October 8, 1948…NBC’s WNBQ TV In Chicago Signs On
October 8, 1948…NBC’s WNBQ TV In Chicago Signs On
Thanks to long time WMAQ staff member Edward Dabrowsky, and a few others, here are some great shots from times gone by.
The station signed on October 8, 1948, as WNBQ, the last of Chicago’s four commercial VHF stations to launch. WNBQ is also the third of the five original NBC owned-and-operated stations to begin operations, after New York City and Washington and before Cleveland and Los Angeles. Eight years later, it became the first station in the world to broadcast all of its programs in color.
Though NBC had long owned WMAQ radio, it did not change the TV station’s call letters to WMAQ-TV until August 31, 1964.
WMAQ-TV originated several programs for the NBC television network from its studios in the Merchandise Mart during the 1950s, including Kukla, Fran, and Ollie, featuring Burr Tillstrom and Fran Allison; Garroway at Large, starring Dave Garroway; and “Studs’ Place,” hosted by Studs Terkel. Television critics referred to the broadcasts – often low-budget with few celebrity guests but a good deal of inventiveness – as examples of the “Chicago School of Television.”
WMAQ-TV gained fame for its newscasts during the 1960s, anchored by Floyd Kalber, John Palmer, Jim Ruddle, and Jorie Luelof. Though its role as a program provider to NBC diminished in the 1960s, WMAQ-TV gathered and distributed more than 200 feeds per month of news footage from overseas and the central United States to NBC News.

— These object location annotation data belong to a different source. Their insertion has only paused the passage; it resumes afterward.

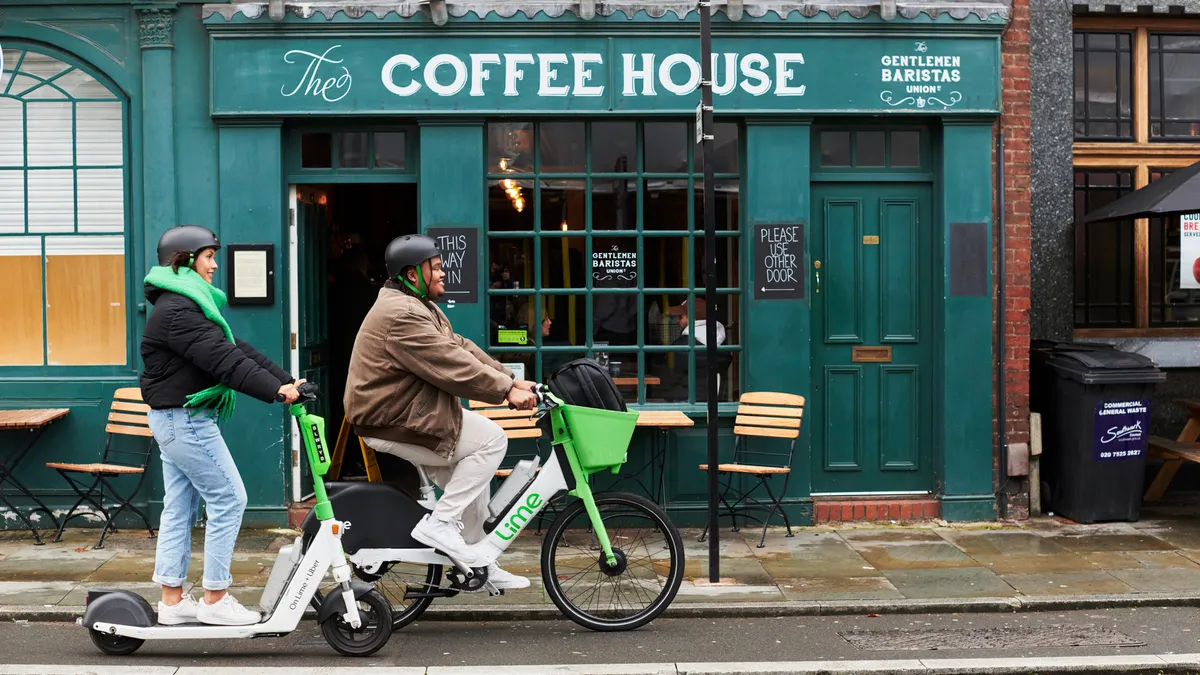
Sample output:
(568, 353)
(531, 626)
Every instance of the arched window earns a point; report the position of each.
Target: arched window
(63, 214)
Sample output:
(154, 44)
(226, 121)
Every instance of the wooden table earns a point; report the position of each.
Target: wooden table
(35, 422)
(1183, 448)
(663, 422)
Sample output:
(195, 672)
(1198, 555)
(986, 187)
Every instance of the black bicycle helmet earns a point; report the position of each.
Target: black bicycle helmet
(187, 238)
(411, 250)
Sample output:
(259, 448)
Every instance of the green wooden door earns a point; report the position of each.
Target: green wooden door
(871, 405)
(312, 237)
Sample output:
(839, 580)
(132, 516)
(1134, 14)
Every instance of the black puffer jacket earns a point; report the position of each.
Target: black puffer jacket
(184, 353)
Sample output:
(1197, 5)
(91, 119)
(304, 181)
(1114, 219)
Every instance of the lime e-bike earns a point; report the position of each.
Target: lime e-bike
(354, 620)
(611, 561)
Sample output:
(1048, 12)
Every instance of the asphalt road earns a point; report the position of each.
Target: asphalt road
(527, 643)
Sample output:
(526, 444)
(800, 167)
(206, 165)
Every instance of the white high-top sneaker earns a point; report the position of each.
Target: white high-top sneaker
(227, 611)
(445, 537)
(183, 613)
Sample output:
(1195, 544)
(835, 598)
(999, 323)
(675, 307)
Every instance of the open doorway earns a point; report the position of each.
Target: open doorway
(342, 233)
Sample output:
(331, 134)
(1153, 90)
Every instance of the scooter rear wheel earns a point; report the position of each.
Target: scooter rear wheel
(114, 645)
(371, 637)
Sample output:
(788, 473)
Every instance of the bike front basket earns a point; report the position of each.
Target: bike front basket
(601, 436)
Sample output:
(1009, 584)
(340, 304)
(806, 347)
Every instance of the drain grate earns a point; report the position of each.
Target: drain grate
(989, 638)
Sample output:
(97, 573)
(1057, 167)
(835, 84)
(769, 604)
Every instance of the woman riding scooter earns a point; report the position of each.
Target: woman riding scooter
(193, 365)
(408, 371)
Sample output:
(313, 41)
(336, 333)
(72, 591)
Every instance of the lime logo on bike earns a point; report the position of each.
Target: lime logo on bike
(517, 520)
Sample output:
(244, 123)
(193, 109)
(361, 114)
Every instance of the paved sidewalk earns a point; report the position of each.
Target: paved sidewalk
(1043, 563)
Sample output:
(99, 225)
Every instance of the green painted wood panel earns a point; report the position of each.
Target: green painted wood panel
(874, 419)
(966, 388)
(778, 332)
(252, 211)
(256, 75)
(453, 195)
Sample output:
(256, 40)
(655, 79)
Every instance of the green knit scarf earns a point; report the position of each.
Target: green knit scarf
(210, 299)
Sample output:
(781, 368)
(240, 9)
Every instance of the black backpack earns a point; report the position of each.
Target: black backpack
(583, 382)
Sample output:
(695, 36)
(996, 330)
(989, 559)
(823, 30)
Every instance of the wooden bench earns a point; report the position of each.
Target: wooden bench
(1183, 448)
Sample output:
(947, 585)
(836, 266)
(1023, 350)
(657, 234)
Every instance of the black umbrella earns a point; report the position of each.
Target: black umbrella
(1171, 195)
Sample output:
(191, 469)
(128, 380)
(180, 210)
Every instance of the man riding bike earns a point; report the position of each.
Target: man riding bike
(408, 371)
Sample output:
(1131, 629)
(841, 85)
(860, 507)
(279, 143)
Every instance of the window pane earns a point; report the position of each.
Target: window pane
(563, 148)
(669, 262)
(12, 202)
(352, 149)
(85, 300)
(510, 205)
(390, 149)
(725, 204)
(563, 205)
(1174, 90)
(869, 149)
(101, 199)
(834, 148)
(316, 150)
(563, 262)
(613, 147)
(52, 201)
(510, 148)
(665, 204)
(1103, 85)
(725, 149)
(666, 147)
(726, 262)
(100, 135)
(22, 311)
(905, 148)
(613, 203)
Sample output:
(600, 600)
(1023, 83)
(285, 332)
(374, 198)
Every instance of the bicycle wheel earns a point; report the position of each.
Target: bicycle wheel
(639, 589)
(394, 583)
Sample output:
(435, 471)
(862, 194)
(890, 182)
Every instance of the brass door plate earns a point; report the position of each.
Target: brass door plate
(870, 354)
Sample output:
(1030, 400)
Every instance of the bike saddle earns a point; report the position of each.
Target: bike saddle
(375, 515)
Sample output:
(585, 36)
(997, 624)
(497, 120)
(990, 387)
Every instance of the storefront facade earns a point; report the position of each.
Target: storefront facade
(555, 159)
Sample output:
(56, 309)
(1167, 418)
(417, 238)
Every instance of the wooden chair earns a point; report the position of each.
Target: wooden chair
(127, 417)
(517, 425)
(772, 417)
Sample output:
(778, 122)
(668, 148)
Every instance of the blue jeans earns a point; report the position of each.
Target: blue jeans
(196, 464)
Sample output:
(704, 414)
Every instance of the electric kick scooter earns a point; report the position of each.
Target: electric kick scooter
(610, 561)
(354, 619)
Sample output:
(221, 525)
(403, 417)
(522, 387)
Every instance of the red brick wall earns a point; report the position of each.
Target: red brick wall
(1015, 124)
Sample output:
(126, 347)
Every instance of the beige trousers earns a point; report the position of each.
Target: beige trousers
(465, 477)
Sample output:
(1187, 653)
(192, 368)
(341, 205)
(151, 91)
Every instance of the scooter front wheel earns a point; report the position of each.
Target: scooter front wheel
(114, 645)
(375, 611)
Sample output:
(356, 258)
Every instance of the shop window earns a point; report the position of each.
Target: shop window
(63, 214)
(595, 249)
(1104, 252)
(1174, 101)
(1103, 85)
(351, 150)
(1128, 275)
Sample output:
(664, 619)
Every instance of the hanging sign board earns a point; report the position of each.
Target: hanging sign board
(1121, 430)
(778, 257)
(1189, 251)
(460, 262)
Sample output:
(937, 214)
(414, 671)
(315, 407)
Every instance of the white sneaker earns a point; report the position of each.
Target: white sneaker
(183, 613)
(445, 537)
(227, 611)
(505, 580)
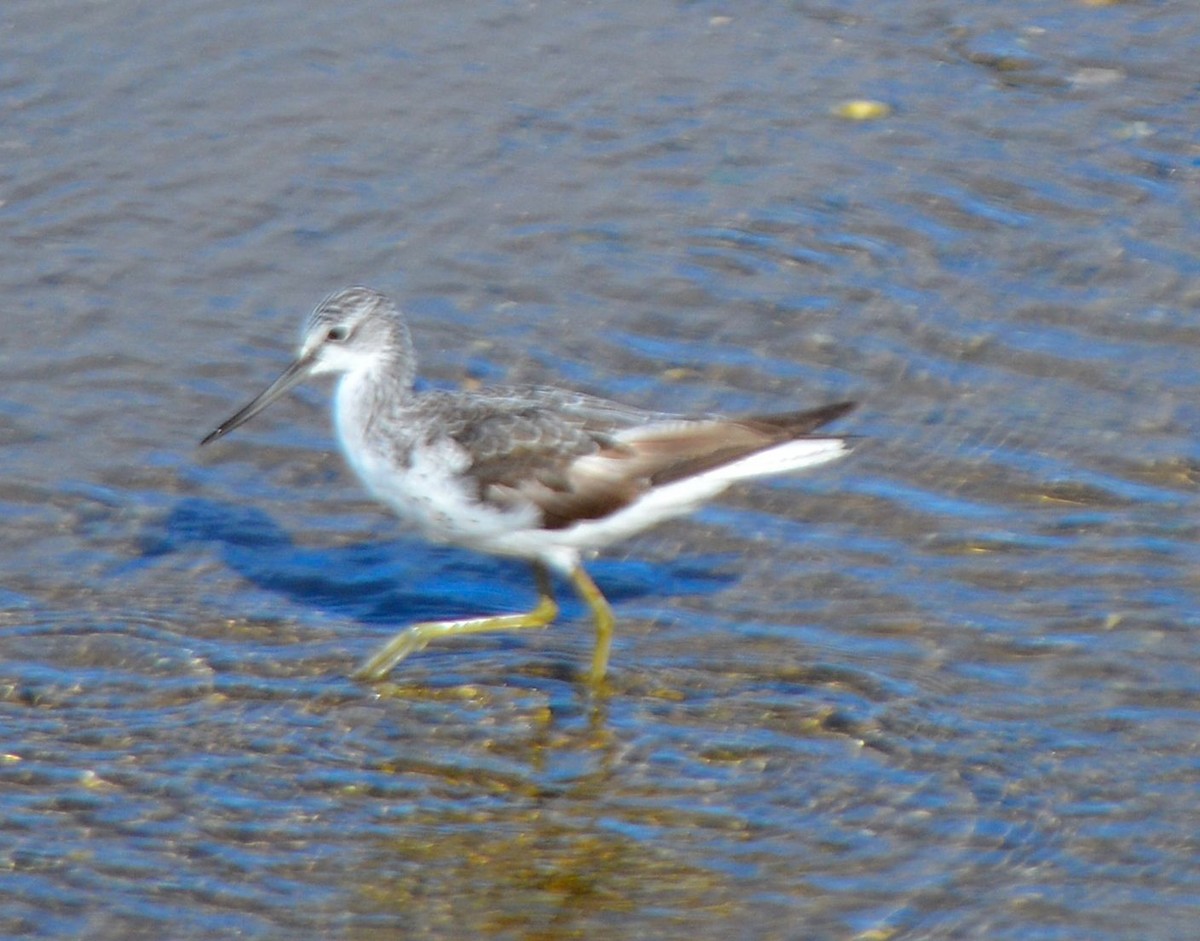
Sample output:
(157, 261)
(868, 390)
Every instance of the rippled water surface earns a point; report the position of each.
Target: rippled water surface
(946, 688)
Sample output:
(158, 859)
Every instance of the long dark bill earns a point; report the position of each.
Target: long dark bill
(292, 375)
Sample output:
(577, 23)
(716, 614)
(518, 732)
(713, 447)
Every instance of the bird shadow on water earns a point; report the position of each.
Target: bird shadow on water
(401, 581)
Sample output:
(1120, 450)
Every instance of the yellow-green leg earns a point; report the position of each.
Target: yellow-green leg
(413, 639)
(603, 613)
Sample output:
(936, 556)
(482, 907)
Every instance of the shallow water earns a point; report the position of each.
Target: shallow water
(946, 688)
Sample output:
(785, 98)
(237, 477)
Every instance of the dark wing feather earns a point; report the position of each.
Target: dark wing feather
(577, 457)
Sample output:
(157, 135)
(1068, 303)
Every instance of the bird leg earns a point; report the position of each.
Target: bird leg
(601, 611)
(415, 637)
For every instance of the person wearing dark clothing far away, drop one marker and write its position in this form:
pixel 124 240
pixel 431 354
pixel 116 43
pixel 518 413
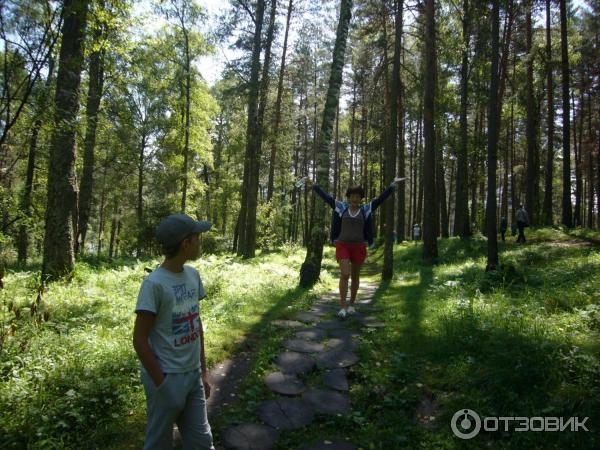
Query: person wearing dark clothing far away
pixel 503 228
pixel 522 222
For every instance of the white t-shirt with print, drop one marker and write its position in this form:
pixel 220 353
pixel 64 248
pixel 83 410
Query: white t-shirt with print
pixel 175 299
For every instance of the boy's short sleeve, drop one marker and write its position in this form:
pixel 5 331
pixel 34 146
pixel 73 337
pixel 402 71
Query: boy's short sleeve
pixel 201 291
pixel 147 298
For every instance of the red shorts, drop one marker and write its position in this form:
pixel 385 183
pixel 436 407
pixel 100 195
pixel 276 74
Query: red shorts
pixel 354 252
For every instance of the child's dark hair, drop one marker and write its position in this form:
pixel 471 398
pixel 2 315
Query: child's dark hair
pixel 355 190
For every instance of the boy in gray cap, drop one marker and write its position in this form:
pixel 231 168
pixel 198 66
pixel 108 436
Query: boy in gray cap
pixel 169 340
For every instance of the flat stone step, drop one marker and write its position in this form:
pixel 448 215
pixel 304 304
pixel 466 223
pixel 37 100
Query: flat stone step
pixel 342 333
pixel 308 317
pixel 322 308
pixel 331 445
pixel 249 436
pixel 313 334
pixel 286 413
pixel 343 343
pixel 371 322
pixel 336 379
pixel 283 383
pixel 331 325
pixel 327 401
pixel 336 359
pixel 370 308
pixel 303 346
pixel 294 363
pixel 287 323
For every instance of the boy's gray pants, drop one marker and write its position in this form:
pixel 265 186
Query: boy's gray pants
pixel 179 399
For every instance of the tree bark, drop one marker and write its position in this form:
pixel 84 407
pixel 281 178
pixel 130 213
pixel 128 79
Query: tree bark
pixel 309 272
pixel 278 106
pixel 58 260
pixel 462 224
pixel 252 131
pixel 531 188
pixel 493 121
pixel 23 237
pixel 567 208
pixel 186 144
pixel 254 174
pixel 392 145
pixel 547 214
pixel 430 251
pixel 94 96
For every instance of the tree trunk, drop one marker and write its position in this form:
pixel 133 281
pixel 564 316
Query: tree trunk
pixel 462 225
pixel 401 188
pixel 441 182
pixel 493 121
pixel 309 272
pixel 140 197
pixel 252 133
pixel 429 173
pixel 58 258
pixel 547 215
pixel 577 150
pixel 186 131
pixel 94 96
pixel 567 208
pixel 352 129
pixel 336 154
pixel 278 107
pixel 531 188
pixel 590 165
pixel 23 237
pixel 391 146
pixel 113 231
pixel 254 174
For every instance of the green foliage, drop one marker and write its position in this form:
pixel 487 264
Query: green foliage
pixel 73 378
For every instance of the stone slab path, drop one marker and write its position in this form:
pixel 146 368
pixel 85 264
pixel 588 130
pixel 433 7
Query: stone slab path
pixel 321 343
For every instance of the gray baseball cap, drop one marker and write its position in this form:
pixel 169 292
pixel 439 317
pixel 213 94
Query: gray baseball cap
pixel 174 228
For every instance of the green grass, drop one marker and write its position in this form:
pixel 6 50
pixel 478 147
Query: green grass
pixel 72 381
pixel 522 341
pixel 519 342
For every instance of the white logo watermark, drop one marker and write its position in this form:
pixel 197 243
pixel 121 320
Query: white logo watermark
pixel 466 424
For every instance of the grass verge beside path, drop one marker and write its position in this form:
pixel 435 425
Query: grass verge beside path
pixel 72 381
pixel 523 341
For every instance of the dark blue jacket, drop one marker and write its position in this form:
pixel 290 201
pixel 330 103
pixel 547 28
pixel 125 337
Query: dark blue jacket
pixel 339 208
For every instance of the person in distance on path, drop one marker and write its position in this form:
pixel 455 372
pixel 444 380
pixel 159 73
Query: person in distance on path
pixel 169 340
pixel 351 231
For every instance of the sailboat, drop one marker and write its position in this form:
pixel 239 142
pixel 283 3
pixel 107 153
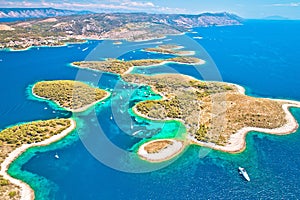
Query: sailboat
pixel 243 172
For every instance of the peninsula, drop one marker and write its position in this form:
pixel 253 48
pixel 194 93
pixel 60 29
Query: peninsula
pixel 74 96
pixel 216 115
pixel 122 67
pixel 17 139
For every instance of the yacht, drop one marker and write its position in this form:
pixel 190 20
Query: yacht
pixel 243 172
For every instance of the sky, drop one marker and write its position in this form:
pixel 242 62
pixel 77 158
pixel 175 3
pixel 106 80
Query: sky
pixel 247 9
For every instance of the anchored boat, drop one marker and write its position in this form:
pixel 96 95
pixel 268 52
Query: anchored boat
pixel 243 172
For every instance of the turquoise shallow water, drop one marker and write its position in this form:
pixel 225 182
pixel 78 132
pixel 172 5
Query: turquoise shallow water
pixel 261 55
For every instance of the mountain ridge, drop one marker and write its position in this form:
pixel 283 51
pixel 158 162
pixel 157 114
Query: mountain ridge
pixel 37 12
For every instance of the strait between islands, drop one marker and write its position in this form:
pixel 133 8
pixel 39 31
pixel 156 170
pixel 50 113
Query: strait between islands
pixel 71 95
pixel 216 115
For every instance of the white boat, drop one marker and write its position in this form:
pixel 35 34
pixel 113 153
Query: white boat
pixel 85 49
pixel 243 172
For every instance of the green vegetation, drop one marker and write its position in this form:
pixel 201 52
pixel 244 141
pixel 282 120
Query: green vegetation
pixel 69 94
pixel 120 67
pixel 33 132
pixel 12 194
pixel 3 182
pixel 211 111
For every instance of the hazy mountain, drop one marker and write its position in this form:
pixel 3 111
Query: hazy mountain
pixel 128 26
pixel 37 12
pixel 276 17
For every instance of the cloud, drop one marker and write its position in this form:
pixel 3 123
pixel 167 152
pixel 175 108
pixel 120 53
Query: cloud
pixel 286 4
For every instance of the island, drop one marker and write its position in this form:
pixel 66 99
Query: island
pixel 74 96
pixel 123 67
pixel 161 149
pixel 216 115
pixel 169 49
pixel 17 139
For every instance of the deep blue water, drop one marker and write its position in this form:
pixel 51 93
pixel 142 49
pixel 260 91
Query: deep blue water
pixel 261 55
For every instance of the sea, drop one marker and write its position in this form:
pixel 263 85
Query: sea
pixel 98 160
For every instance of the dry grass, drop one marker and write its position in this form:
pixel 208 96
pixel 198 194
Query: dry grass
pixel 69 94
pixel 157 146
pixel 13 137
pixel 211 111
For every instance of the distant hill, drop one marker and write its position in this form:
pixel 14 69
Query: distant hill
pixel 55 31
pixel 37 12
pixel 276 17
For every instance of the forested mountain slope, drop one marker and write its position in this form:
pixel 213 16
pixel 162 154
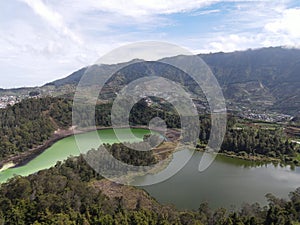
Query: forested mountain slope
pixel 262 79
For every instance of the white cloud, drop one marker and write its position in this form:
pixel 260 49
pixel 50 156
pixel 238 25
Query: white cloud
pixel 52 17
pixel 42 40
pixel 287 24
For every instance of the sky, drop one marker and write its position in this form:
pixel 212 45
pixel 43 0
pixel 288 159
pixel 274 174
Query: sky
pixel 43 40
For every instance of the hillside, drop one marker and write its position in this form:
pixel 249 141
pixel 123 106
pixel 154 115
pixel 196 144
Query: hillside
pixel 265 79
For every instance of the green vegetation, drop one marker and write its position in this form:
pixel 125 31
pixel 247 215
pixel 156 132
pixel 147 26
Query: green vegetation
pixel 72 193
pixel 31 122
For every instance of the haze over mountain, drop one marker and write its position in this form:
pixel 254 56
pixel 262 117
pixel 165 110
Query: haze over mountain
pixel 265 79
pixel 261 79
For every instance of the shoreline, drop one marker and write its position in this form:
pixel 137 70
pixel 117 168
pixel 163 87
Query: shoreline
pixel 23 158
pixel 7 166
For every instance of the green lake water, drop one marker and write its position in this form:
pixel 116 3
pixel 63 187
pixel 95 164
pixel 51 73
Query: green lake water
pixel 67 147
pixel 225 183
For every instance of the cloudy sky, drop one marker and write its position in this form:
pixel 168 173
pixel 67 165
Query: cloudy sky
pixel 42 40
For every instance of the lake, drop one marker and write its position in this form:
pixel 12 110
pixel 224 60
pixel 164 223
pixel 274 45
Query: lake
pixel 225 183
pixel 67 147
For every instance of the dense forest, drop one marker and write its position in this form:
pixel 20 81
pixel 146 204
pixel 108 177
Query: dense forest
pixel 70 193
pixel 31 122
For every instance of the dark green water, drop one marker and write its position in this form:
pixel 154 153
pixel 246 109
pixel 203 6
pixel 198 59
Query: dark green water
pixel 225 183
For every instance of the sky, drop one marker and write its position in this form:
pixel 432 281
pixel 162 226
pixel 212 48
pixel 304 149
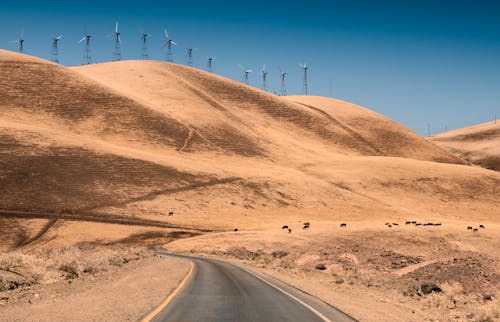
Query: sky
pixel 417 62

I worked at WGN during the ‘80s and ‘90s, and in late 1990 — more than a year after WMAQ’s move to NBC Tower — I had some unrelated business at the Merchandise Mart. I arrived a bit early, and I started wondering what was being done with the old NBC space. I took the elevator to the 19th floor, and found a lighted, though unoccupied space which looked as though the stations had just bugged out that day. Desks, papers, and even a lot of equipment were still there. The inlaid lobby floor, with the gilded peacocks … the giant map in Master Control, with red and blue lights indicating which Red and Blue Network affiliates were online at a given time … the big carved studio doors … Even the weather dials (wind, temperature, humidity, pressure, etc.) still worked in the weather center. I wish I’d had a camera with me.